A porta-bandeira da azul e branco de Nilópolis, Selminha Sorriso, lembrou de um diretor de carnaval rigoroso, mas ao mesmo tempo terno e que se desmanchava diante do sorriso de uma criança:
— Só tenhpo de agradecer o que aprendi. Não era fácil trabalhar com ele. Ele era uma pessoa muito exigente. Comandava a tropa com rigor, no entanto, buscando de cada um de nós o meçlhor, a superação pessoal. Foi a pessoa que me levou para a escola, a mim e ao Claudinho (mestre-sala). Ele nos incentivava a fazer o melhor e eu só tenho que agradecer muito.
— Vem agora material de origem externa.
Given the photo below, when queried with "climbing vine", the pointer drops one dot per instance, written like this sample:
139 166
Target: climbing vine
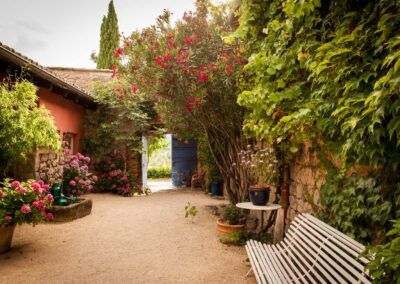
327 72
No começo eu não entendia muito bem, porque ele estava cobrando tanto e um dia ele disse: “o pai entende quando precisa cobrar do filho para que o filho cresça, para que ele seja o melhor, para que ele faça o seu melhor”. Ele nunca nos deixou acomodar, nunca nos deixou nos sentirmos fragilizados.Tirava da gente a força que a gente desconhecia. Só tenho a agrader àquele baixinho com cara de bravo, mas que tinha um coração do tamanho do mundo e não podia ver criança, que arrancava o maior sorrisão dele — revelou Selminha.
O Carnavalesco Fran Sérgio contou que a amizade com Laíla durava quase 30 anos. Os dois começaram a trabalhar juntos em 1995, na Beija-Flor de Nilópolis. De lá os dois saíram juntos para a Unidos da Tijuca, em 2019, e depois para a União da Ilha, em 2020. Ainda em 2019, os dois fizeram o desfile da paulistana Águia de Ouro. Ele disse que perdeu um mestre:
— Comecei a trabalhar com ele na Beija-Flor, em 1995. Ele já tinha estado lá antes e estava retornando. Eu estava lá como desenhista. Ali a gente se conheceu e ele começou a me ajudar muito, a me ensinar muito com toda a sua vivência de carnaval. Era um grande mestre, um monstro sagrado do carnaval. Tentava ensinar todo mundo com a experiência dele. Tinha uma personalidade forte, exigia muito. Para trabalhar com ele tinha que provar que era bom. Mas isso também era bom. Estava muito animado, a fim de fazer mais carnaval. Aí veio essa Covid. A morte dele é uma perda irreparável, do grande mestre, do professor e de um grande amigo, uma pessoa que sempre me ajudou, me incentivou e me influenciou. Vai deixar muita saudade.
Contemporânea de Laííla, a carnavalesca Rosa Magalhães, ainda tomada pela emoção, foi econômica nos comentários:
— Estou muito triste. Meu amigo se foi — limitou-se a dizer.
Carnavalesco da nova geração, Leandro Vieira, da Mangueira e do Império Serrano, também prestou o seu tributo:
— O Laíla foi um cara que personificou como nenhum outro os diversos saberes do carnaval numa só pessoa. Era, como se diz, um sabe tudo. Era carnavalesco, diretor de harmonia, ritmo, de comunidade, de samba enredo e de desfile na avenida. Laíla personifica como poucos a ancestralidade dessa festa. Entre ele e o desfile das Escolas de samba há uma ligação umbilical que não se desfaz. Laíla é a escola de ontem e a escola de hoje. E, dificilmente, a escola que virá no “amanhã” não terá as matrizes que ele arrumou e projetou tão bem.